Идея сделать такую картину у меня была очень давно. В 2010 году я снял короткометражный фильм «Глухота», благодаря которому познакомился с людьми из Культурного центра Украинского общества глухих, а также с другими формальными и неформальными представителями этого сообщества. Фильм был успешен — его показали на Берлинале, в Роттердаме, и, по-моему, это единственный украинский фильм, показанный в Антарктиде. После этого проект «Племени» поддержал Фонд Хуберта Белса, и картина стала как бы моей основной работой. На протяжении следующих четырех лет я искал консультантов, тусовался в школах для глухих, делал наброски сценария, выбирал натуру, искал дополнительное финансирование. Так постепенно и сложился фильм.

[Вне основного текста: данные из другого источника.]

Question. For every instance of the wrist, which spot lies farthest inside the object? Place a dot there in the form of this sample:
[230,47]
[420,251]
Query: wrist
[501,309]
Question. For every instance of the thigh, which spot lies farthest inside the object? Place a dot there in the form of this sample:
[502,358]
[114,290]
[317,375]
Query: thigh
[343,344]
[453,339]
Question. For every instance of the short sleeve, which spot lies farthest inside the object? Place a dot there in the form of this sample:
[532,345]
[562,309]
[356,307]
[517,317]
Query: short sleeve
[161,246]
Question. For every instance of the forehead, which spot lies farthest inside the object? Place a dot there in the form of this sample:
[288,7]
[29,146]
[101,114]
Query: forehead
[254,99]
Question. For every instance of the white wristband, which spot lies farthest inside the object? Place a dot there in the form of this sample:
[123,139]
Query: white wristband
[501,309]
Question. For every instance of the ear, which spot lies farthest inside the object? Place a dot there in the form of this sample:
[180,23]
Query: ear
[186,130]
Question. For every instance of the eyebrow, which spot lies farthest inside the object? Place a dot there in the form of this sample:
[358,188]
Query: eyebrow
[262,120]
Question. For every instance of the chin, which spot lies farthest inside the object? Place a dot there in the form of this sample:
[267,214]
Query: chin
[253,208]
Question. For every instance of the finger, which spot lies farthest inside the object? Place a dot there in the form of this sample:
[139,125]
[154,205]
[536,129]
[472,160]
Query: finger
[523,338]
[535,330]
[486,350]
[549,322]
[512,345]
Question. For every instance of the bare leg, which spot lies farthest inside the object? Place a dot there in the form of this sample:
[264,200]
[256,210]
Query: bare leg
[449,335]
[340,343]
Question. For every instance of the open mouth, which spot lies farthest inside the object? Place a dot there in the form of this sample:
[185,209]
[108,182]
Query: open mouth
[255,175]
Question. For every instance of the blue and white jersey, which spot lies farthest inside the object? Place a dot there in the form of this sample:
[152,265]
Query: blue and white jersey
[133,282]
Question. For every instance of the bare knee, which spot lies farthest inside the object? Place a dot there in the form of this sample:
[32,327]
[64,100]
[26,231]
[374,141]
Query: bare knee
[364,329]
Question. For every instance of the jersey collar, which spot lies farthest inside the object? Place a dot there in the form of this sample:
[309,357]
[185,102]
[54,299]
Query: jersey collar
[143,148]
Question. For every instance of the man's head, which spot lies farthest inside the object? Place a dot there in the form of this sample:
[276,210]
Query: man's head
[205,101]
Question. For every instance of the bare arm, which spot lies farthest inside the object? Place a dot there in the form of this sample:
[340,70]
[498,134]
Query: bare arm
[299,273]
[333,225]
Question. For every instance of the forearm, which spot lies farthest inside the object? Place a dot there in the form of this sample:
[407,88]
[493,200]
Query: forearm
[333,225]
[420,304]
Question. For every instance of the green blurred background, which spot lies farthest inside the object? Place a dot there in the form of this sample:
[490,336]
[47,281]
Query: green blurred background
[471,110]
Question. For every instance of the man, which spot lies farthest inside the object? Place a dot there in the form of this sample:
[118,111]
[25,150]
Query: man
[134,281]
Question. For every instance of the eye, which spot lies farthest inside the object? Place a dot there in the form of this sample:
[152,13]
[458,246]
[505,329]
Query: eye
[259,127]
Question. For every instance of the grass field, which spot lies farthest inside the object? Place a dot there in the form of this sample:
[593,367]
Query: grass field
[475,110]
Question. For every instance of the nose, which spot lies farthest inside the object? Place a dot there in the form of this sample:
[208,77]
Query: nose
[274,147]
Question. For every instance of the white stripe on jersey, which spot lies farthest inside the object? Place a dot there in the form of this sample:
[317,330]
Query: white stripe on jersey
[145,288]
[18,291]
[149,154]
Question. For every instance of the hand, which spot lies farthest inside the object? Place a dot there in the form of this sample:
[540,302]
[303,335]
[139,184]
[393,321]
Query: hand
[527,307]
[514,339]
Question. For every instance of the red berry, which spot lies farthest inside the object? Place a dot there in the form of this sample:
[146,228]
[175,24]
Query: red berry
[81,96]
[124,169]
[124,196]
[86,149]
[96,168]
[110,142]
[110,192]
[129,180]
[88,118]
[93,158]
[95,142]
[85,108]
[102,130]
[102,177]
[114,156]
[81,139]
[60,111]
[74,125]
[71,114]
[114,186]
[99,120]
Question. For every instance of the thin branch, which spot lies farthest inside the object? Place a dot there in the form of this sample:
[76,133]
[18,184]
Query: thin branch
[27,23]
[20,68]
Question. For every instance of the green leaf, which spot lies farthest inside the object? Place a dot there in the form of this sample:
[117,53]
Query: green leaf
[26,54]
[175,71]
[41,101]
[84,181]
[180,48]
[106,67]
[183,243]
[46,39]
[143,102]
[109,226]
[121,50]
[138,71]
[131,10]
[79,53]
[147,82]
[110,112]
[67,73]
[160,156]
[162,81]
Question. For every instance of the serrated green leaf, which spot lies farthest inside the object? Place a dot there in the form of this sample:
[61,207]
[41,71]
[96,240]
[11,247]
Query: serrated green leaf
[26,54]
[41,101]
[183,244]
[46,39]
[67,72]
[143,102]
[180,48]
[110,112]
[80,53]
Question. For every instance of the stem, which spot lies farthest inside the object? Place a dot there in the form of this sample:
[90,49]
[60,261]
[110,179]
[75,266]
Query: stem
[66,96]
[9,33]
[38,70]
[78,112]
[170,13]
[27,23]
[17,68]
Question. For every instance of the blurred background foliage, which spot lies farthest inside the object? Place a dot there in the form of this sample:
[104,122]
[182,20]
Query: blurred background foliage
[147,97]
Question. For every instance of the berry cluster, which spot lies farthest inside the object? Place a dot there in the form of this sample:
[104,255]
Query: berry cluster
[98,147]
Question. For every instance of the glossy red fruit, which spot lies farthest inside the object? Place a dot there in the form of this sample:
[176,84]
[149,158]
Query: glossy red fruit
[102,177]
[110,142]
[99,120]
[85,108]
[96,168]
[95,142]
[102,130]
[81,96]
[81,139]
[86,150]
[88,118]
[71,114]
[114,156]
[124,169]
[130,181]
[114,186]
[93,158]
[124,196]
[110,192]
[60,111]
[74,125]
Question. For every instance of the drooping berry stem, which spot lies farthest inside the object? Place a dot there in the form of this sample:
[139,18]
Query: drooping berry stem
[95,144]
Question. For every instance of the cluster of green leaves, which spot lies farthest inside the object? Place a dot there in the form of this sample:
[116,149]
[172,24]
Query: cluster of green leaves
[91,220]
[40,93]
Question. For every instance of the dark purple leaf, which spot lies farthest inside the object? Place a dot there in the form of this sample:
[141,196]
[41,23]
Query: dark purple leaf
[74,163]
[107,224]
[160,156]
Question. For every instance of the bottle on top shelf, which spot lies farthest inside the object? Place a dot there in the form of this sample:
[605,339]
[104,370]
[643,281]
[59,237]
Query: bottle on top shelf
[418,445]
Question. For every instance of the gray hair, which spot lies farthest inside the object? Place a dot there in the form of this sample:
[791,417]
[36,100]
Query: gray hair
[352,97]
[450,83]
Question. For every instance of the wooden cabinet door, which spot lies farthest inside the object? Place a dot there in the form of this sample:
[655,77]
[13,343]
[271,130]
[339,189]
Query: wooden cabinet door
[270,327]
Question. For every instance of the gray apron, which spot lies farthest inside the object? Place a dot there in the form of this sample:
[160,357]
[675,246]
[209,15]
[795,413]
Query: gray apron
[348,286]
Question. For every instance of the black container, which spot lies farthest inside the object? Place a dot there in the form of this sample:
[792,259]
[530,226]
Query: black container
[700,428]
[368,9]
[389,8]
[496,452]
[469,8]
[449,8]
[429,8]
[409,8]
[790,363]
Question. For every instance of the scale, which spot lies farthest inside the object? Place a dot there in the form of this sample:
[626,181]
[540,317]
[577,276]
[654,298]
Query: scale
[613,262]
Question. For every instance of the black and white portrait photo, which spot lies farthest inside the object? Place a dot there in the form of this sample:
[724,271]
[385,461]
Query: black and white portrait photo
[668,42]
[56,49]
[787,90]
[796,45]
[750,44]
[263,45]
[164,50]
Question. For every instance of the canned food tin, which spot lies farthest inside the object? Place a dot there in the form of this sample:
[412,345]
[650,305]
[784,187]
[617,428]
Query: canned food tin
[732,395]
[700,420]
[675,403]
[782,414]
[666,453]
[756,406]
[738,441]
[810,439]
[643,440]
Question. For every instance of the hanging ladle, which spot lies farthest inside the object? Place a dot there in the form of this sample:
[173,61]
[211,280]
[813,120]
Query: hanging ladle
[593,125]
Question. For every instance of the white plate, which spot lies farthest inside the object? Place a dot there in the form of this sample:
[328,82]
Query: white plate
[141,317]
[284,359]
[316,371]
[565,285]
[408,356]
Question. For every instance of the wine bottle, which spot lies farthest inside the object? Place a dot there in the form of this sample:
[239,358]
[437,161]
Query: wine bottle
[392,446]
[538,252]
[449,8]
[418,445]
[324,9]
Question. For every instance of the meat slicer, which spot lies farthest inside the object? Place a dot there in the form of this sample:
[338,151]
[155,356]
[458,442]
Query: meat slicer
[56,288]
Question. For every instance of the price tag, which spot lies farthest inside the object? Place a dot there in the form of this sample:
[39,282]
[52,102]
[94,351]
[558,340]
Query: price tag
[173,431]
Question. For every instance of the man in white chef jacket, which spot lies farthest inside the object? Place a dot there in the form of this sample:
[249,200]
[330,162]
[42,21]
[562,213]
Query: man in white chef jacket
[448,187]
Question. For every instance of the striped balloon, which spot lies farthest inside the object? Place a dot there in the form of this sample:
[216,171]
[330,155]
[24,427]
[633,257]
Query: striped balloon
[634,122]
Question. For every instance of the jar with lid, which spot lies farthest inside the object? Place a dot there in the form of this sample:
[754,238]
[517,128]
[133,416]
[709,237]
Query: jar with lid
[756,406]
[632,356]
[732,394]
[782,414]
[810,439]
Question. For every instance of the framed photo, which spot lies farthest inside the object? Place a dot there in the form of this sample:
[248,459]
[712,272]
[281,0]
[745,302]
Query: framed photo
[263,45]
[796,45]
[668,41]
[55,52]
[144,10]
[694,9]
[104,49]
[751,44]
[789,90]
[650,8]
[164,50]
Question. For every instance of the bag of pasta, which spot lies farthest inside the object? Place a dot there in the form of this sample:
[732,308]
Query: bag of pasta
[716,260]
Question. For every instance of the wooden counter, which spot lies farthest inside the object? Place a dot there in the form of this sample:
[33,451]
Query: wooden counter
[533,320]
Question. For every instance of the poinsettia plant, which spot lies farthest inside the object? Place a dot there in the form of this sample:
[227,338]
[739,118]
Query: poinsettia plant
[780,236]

— Поскольку фильм стал для вас полнометражным дебютом, в чем по вашему опыту было отличие по сравнению с работой над коротким метром?
— Короткий метр мы снимали один день, и это было скорее некое развлечение. «Племя» — большой фильм, не такой арт-хаус арт-хаус, когда ты с друзьями на Canon снимаешь. Тут много стедикама, много сложнопостановочных сцен, съемки длились около года. Но при этом в смысле работы с актерами я не думаю, что была какая-то разница.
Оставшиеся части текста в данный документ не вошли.